Are there really days like these? Days that are dreamed or half lived somewhere. You see, in 1967 something had happened to Sylvester that had hurt him so much it nearly broke his heart in two. And although he did not know now where they were to go, this boy and he, nor care, he felt something like his heart sighing once again, some forgotten beat rising in him. Returned. As they all were, in their way. Given back to themselves. For they had all lost parts of themselves through the long years. All been petty, mean, fallen short of themselves in different ways and places. Yet now, here, for the time, they were forgiven. 

Sylvester came down onto a shingle beach. There were a handful of wooden boats around. Some upturned, hulls to the sky. The boy was moving about a small sailing boat that had been prepared. White sails strung like bedsheets. Sylvester climbed aboard after the boy and sat on the bench in the stern, the ball cradled in his lap. The boy moved deftly around the small boat. Pulling ropes, winches. In an instant they were moving, out to sea, slicing the furrowed waves. Breeze, yes. Sylvester felt the breeze, felt it buffeting through his open shirt. Breathed. Chest full. By god man, the sea, the sea! The boy at the helm there, marvellous boy. He had climbed up, one arm wrapped around the mast, he had removed his red neckerchief and was waving it steadily above his head. His eyes fixed on the horizon. Something Sylvester could not see there. Was not concerned to see. Instead Sylvester looked down, at the ball in his lap. 

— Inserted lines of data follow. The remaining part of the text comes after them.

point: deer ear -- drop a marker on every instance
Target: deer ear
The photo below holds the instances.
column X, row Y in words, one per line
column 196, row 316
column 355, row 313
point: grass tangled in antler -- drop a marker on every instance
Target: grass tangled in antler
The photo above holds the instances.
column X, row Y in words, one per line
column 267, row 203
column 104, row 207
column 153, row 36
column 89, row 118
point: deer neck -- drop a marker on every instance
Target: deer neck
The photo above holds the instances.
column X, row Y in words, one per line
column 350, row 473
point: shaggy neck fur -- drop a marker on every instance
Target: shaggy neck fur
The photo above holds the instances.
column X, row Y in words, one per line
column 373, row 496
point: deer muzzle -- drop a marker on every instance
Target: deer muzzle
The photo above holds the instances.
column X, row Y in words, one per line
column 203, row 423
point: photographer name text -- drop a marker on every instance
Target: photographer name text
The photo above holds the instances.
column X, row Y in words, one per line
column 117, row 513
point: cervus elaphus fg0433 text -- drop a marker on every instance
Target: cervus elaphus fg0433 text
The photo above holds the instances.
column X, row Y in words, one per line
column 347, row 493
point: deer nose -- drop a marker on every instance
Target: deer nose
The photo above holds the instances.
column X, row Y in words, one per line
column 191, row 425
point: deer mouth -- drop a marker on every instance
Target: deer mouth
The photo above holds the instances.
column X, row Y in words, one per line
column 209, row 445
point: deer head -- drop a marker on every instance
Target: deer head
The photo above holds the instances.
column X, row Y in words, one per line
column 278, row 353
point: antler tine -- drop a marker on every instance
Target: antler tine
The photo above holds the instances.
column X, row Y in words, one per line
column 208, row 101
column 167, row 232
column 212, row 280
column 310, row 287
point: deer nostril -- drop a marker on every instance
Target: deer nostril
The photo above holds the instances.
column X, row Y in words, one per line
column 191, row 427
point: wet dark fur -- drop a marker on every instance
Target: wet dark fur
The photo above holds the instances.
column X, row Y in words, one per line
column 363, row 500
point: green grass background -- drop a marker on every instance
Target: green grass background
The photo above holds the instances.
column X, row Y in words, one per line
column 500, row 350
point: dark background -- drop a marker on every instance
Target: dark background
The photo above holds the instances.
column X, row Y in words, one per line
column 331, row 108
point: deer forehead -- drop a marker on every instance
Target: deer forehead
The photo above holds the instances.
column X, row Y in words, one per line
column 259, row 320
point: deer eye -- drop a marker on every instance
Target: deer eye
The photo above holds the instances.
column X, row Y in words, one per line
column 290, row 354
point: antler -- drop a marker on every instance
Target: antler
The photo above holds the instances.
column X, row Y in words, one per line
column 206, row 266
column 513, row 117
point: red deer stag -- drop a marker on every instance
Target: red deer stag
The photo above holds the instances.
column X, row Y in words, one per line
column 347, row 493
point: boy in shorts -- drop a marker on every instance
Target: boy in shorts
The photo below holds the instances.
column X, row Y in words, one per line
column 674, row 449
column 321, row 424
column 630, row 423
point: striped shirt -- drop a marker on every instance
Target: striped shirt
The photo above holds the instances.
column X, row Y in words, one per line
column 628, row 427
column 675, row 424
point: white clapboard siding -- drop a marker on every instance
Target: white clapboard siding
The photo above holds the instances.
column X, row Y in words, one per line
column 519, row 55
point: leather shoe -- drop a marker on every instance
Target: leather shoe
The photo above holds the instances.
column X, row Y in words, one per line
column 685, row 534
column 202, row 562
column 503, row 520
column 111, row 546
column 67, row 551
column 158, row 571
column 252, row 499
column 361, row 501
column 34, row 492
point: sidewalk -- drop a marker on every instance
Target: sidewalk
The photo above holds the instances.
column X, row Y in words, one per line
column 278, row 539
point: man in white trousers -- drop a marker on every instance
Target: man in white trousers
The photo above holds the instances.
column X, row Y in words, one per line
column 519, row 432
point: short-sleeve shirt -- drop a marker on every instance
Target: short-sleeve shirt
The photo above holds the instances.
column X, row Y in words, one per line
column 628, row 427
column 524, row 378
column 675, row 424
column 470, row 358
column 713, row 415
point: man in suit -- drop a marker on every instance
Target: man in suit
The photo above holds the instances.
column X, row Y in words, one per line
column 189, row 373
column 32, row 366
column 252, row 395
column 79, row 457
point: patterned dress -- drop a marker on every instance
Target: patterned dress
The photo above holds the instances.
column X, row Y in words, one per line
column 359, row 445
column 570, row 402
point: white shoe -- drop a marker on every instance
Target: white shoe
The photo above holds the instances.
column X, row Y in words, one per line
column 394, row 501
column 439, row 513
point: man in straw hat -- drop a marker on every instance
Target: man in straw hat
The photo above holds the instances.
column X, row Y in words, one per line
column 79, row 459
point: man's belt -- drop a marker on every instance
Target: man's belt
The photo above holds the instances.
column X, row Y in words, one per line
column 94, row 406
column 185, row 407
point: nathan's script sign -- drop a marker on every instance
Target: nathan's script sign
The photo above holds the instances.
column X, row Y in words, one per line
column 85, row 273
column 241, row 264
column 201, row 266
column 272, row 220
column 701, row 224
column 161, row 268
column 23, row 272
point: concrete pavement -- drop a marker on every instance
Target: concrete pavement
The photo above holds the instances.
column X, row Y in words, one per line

Yes, he’d told him, told him there would be ice on the roads. All those years ago. That poor, poor boy. Poor chap. Then years for Sylvester of searching his own heart for feeling. So many occasions – of births, loves, deaths – that passed right through him leaving him entirely unscathed, like sand through his fingers. And now the tremendous relief of this wooden ball in his lap, it’s extraordinary, blissful weight was pulling his own heart right out from under him, his own heart – that desperate, gaping chamber – now feeling everything, as he sails a stretch of sea, Sylvester, this evening in August.

Jacob Parker

Jacob Parker ’s short fiction has appeared in The London Magazine, Open Pen, Hobart, Structo, MIR Online, and others.

About Hotel: The origin of this story started from a writers’ group prompt which was just the word ‘hotel’. The opening was very loosely based on a conversation I’d overheard once in a hotel. After that, I didn’t have a plan for the story or know what was going to happen or how it was going to end. There’s something in there about the kind of state of mind a holiday or break can put you in. A certain tone emerged to the story and I tried to just follow that and let the story go where it wanted to.